Again, ethics and economics can meet on this issue. "We need to position our businesses strategically so that our market basket is not concentrated on one source," Williamson says. "With multiple referral sources, it's harder for a referral source to twist your arm."

EMRs-Watch That Code!

Electronic medical records (EMRs) pose another potential pitfall. In generating prescriptions, the records often include a Healthcare Common Procedure Coding System (HCPCS) code that must match the device provided. However, the prescribing physician may use a different code than the one the O&P provider would use. Perrone warns, "If someone thinks, 'Well, this code pays a lot more' and so they use the printed code, the device won't match and is not going to pass an audit." The O&P provider can't simply change the electronic medical record (EMR) code; he or she must contact the physician to change the code and amend the prescription, she explains. "It's been a lot of work for us lately; the electronic world has added a whole new level of complexity."

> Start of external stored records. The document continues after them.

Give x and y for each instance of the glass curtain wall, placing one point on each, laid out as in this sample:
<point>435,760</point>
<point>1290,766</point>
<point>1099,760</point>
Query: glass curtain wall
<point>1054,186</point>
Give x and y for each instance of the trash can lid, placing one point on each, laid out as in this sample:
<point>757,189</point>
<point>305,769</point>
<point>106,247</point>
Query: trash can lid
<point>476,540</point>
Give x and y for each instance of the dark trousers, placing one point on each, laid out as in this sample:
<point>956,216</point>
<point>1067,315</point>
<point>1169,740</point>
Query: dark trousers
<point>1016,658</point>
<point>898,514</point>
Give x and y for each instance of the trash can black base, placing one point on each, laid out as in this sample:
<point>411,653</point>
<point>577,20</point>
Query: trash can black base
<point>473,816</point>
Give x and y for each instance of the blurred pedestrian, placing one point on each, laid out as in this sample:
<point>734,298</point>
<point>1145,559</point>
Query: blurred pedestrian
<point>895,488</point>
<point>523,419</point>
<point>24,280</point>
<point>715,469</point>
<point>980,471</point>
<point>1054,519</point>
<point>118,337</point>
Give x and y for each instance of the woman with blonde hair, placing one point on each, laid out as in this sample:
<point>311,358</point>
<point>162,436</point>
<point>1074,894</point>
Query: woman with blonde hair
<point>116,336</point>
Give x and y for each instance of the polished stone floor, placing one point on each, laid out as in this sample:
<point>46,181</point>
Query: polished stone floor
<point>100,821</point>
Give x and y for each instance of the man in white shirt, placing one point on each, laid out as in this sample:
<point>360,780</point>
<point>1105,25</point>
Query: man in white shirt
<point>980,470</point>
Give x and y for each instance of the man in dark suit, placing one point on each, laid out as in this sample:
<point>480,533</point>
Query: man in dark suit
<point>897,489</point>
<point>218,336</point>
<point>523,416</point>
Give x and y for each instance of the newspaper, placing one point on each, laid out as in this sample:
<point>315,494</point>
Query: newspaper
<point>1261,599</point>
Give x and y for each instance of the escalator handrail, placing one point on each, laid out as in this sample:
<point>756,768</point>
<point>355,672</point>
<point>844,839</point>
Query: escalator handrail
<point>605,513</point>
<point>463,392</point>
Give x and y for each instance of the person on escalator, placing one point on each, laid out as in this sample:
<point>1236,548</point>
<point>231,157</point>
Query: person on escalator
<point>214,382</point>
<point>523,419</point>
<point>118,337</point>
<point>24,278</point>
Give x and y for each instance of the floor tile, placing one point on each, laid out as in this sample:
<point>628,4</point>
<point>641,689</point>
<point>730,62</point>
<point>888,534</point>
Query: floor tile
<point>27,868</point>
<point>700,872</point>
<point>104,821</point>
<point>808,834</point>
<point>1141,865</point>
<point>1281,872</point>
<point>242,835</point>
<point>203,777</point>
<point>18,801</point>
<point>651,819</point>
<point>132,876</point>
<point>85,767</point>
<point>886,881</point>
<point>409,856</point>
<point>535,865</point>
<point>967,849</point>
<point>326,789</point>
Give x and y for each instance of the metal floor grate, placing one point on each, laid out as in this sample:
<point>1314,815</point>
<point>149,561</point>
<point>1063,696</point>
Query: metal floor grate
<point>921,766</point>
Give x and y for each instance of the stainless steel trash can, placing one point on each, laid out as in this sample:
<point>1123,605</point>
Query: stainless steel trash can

Strong Ethics, Good Business

Ethical practice is sound business, as various business writers and researchers have noted. Although the ethically wrong choice can produce a short-term gain, it can be a long-term loss. For example, the Institute of Business Ethics research has found that companies that train their staff in ethical standards financially outperform those that do not (Does Business Ethics Pay? 2004 and Does Business Ethics Pay?-Revisited 2007). Ethical companies prosper more in the long run by earning respect and trust of consumers and other business entities, thus gaining more business. Based on practitioner perspectives and organizations' codes, the "north" of the O&P moral compass is "Do what is best for the patient as fully as you can under whatever circumstances you encounter."

Miki Fairley is a freelance writer based in southwest Colorado. She can be contacted via e-mail at

Editor's note: The views expressed in this article are those of the individuals interviewed only and do not represent the position of The O&P EDGE. This article is not intended to be prescriptive in nature but to spark dialog about the topic of ethics in O&P.